Author:
Iranzo Jaime,Wolf Yuri I.,Koonin Eugene V.,Sela Itamar
Abstract
AbstractEvolution of bacterial and archaeal genomes is a highly dynamic process that involves extensive gain and loss of genes. Therefore, phylogenetic trees of prokaryotes can be constructed both by the traditional sequence-based methods (gene trees) and by comparison of gene compositions (genome trees). Comparing the branch lengths in gene and genome trees with identical topologies for 34 clusters of closely related bacterial and archaeal genomes, we found that the terminal branches of gene trees were systematically compressed compared to those of genome trees. Thus, sequence evolution seems to be significantly delayed with respect to genome evolution by gene gain and loss. The extent of this delay widely differs among bacterial and archaeal lineages. We develop and explore mathematical models demonstrating that the delay of sequence divergence can be explained by sequence homogenization that is caused by homologous recombination.
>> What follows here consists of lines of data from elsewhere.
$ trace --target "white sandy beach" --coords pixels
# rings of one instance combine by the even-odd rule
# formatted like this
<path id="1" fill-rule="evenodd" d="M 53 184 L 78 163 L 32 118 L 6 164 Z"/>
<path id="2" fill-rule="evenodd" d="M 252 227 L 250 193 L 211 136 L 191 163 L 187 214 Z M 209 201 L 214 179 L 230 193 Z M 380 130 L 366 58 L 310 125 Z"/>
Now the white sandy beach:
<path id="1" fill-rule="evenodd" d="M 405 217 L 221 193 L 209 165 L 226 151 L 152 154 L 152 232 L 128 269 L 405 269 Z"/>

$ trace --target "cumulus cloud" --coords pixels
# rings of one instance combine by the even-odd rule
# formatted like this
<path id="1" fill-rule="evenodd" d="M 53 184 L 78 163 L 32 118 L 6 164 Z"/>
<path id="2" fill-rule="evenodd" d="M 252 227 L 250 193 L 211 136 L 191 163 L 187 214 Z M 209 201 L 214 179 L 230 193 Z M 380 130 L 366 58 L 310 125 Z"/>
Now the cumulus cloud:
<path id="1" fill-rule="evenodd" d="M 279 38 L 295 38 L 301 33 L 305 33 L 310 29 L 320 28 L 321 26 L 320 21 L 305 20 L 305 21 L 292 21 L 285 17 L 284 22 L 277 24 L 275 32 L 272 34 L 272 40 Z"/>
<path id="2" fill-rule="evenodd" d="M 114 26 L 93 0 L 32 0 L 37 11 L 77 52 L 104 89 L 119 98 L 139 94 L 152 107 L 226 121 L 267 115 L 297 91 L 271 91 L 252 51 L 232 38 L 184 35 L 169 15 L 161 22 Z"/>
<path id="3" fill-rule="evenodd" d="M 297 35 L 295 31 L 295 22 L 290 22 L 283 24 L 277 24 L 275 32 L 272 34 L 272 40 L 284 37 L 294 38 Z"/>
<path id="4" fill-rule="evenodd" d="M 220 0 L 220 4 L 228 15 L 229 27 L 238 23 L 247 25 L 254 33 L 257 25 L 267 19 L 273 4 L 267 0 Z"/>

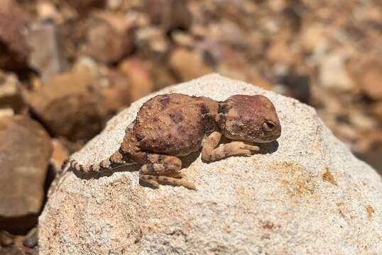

Once evolving genomes become isolated by barriers that impede homologous recombination, gene and genome evolution processes settle into parallel trajectories, and genomes diverge, resulting in speciation. This model of prokaryotic genome evolution gives a mechanistic explanation of our previous finding that archaeal genomes contain a class of genes that turn over rapidly, before significant sequence divergence occurs, and provides a framework for correcting phylogenetic trees, to make them consistent with the dynamics of gene turnover.